This Day in History – 8 Shevat/January 28

In 2516/1244 B.C.E., the last of the Zekeinim, who continued the chain of the mesorah, were niftar. Today is a taanis tzaddikim commemorating that event. [According to some, this occurred 17 years later, in 1261 (1227 B.C.E.); see Shabbos 105b and Seder Hadoros under “Yehoshua.” According to some, this took place on 5 Shevat; see Shulchan Aruch 580:2 and commentaries.]

In 5729 (1969), nine Jews were publicly executed al kiddush Hashem in Damascus, Syria.
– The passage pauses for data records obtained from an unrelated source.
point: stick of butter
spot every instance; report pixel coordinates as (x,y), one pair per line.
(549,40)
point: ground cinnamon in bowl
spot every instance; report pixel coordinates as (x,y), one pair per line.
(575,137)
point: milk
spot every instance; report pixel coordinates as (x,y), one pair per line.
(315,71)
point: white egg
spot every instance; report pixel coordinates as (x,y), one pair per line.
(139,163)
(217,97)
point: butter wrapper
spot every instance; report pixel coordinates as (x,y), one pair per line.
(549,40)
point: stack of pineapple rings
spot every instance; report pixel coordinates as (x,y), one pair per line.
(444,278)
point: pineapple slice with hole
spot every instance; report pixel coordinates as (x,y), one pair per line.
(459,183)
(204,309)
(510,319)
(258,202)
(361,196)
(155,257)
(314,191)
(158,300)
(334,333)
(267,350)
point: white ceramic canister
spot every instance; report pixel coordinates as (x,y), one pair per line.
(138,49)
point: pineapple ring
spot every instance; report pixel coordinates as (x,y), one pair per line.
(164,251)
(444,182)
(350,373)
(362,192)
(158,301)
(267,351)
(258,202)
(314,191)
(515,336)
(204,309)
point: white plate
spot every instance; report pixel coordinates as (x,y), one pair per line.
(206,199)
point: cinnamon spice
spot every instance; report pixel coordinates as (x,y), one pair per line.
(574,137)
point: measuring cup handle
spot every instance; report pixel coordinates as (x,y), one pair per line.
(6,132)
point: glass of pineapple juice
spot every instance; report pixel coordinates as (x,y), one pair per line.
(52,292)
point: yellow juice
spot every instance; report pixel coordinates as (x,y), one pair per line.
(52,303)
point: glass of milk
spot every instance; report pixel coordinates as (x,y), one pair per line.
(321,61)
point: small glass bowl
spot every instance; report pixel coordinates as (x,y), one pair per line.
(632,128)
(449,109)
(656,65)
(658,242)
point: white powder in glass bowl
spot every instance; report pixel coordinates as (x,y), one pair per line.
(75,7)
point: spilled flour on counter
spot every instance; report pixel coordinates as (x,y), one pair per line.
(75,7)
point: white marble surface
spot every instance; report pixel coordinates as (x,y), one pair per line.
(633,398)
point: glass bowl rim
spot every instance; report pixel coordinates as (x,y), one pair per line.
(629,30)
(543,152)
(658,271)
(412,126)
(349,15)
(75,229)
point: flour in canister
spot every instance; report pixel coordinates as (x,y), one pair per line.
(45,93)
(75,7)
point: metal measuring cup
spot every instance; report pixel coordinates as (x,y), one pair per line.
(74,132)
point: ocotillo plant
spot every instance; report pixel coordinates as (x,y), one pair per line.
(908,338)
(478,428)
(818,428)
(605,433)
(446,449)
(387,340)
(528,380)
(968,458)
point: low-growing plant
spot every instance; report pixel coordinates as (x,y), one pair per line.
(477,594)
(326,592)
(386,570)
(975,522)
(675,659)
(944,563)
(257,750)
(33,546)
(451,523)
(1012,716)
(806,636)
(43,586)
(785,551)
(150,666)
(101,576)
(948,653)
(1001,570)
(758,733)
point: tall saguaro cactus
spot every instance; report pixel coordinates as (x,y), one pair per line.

5635/ 1905, Harav Shmuel of Shinov, the Ramasayim Tzofim, zy”a

Harav Shmuel was born in 5547/1787. (According to some he was born about 11 years later.) In his youth, he was a Chassid of the Chozeh of Lublin, the Yehudi Hakadosh, Harav Menachem Mendel of Kosov and Harav Shlomo Leib Lentcha. At about the age of 19 he became a very close talmid of the Rebbe, Reb Bunim of P’shischa, and was considered his personal attendant. While in P’shischa he lived in the home of the Rebbe Reb Bunim, but he regularly traveled home to his family in Galicia. On his way home, he used to visit Reb Shlomo Leib of Lentcha.

In his sefer Ramasayim Tzofim, he recounts a vort that best describes him. Once the Rebbe Reb Bunim, who was a close talmid of the Yehudi Hakadosh, asked his Rebbe, “Why is it that everything that is in contact with a pure object — is pure?” (see Keilim 12,2) implying that a Chassid who is attached to his Rebbe is similarly holy. Doesn’t a Rebbe toil endlessly until he reaches that purity, while the Chassid seems to reach that level effortlessly? The Yehudi replied, “To be truly attached to a tzaddik is harder than being a tzaddik!” Reb Shmuel adds, “And those who frequent tzaddikei emes know this to be the truth!”

After his primary Rebbe, the Rebbe Reb Bunim, was niftar, he continued traveling to the Kotzker Rebbe, and after that to the Chiddushei Harim. He also traveled to Harav Yitzchak of Neshchiz.

Reb Shmuel served as Rav, first in Shinov, then in Voldova, Brok, Shedlitz and Lavitch. In his later years he was appointed Rav of Neshelsk.

His sefer is mainly a peirush on Tana D’vei Eliyahu, but he also recorded many verter and maamarim of his Rebbes. He also relates many hanhagos kodesh of his Rebbes.

He was niftar at the age of 88, in Neshelsk, where he is buried. (Some assert that he was only 77.)


Jan. 28

In 1547, England’s King Henry VIII died; he was succeeded by his 9-year-old son, Edward VI.

In 1909, the U.S. withdrew its forces from Cuba as Jose Miguel Gomez became president.

In 1915, the United States Coast Guard was created as President Woodrow Wilson signed a bill merging the Life-Saving Service and Revenue Cutter Service.

In 1915, the American merchant ship SS William P. Frye, en route to England with a cargo of wheat, became the first U.S. ship to be sunk during World War I, even though the United States was not at war.